Jan-Ru Wan 萬珍如

Installation Artist & Fiber Art Educator



Taiwan - USA

Artist Statement: Materials, Body, & Culture

One’s culture is imprinted in its mind, and this imprint determines how to perceive things. Through perception, this imprint evolves in every second and every place, refining itself to produce a new experience, and ultimately a new culture. Born in Taiwan, but educated in USA, I have seen many differences between the two places in terms of art, philosophy, politics, and society, but I have also seen that the basic human desires and needs do not drastically differ. These commonalities become the foundation to build my search through my works.

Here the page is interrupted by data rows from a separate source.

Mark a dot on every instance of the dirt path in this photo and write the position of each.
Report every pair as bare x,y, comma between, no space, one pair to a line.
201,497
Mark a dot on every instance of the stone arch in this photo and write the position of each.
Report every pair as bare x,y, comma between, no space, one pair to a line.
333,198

From constructing garment forms to creating body sculptures, and then creating the space embracing the body, I have always dealt with the human body and its perceptions in my work. The body is born in nature and constructed by culture, the dualism of the self and the external. The constant process of reciprocal exchange between these two builds up the world. A space within and around my sculptural installation work is intended to evoke the sense of the body contained and the body projected.

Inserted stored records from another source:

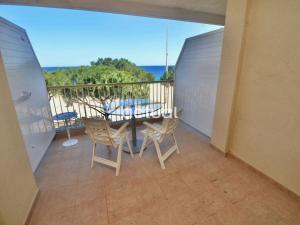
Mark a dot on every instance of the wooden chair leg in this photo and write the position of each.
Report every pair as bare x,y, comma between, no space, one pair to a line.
143,145
161,161
94,149
119,157
129,146
108,148
175,142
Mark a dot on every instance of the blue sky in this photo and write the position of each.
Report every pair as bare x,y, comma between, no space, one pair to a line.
63,37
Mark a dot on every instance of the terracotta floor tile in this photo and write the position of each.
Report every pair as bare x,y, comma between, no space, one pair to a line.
198,187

By manipulating common objects I intend to recontextualize and embed them in different kinds of senses and create a new avenue. I have always emphasized on the contrast between the interior and exterior of my work: harshness vs. softness; tension vs. freedom; free floating vs. measuring; compulsive energy vs. imperturbable silence. This gives rise to the simultaneous existence of repulsion and compulsion. All contradictions melt into a new kind of balance.

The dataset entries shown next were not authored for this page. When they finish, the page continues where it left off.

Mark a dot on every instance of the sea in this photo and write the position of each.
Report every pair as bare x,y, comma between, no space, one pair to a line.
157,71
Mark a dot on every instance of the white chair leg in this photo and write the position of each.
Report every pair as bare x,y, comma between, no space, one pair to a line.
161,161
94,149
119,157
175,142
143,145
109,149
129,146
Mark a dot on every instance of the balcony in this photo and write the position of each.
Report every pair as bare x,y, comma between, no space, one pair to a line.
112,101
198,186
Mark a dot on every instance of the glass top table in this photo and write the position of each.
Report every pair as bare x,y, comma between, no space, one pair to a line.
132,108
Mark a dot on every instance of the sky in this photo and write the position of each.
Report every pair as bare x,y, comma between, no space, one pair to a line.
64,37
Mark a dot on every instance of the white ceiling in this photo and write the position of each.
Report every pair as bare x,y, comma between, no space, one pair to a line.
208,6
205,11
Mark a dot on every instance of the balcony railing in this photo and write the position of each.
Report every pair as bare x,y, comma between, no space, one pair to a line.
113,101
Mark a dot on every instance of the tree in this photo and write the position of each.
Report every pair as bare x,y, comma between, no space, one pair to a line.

The profusion of materials questions the physical and psychological relationships between the mechanical and organic, the gigantic and the miniature. Besides the aesthetic aspect of repetition, the layer upon layer of time-consuming labor also becomes a personal ritual. The multiplicity of small images, details, and objects that make up the whole reveal the individual and the universal simultaneously. Through this repetition of form and notion, the discrepancy between materials is wedded alchemically to produce a new harmony-- the balance of the chaotic, the sublime and the beautiful.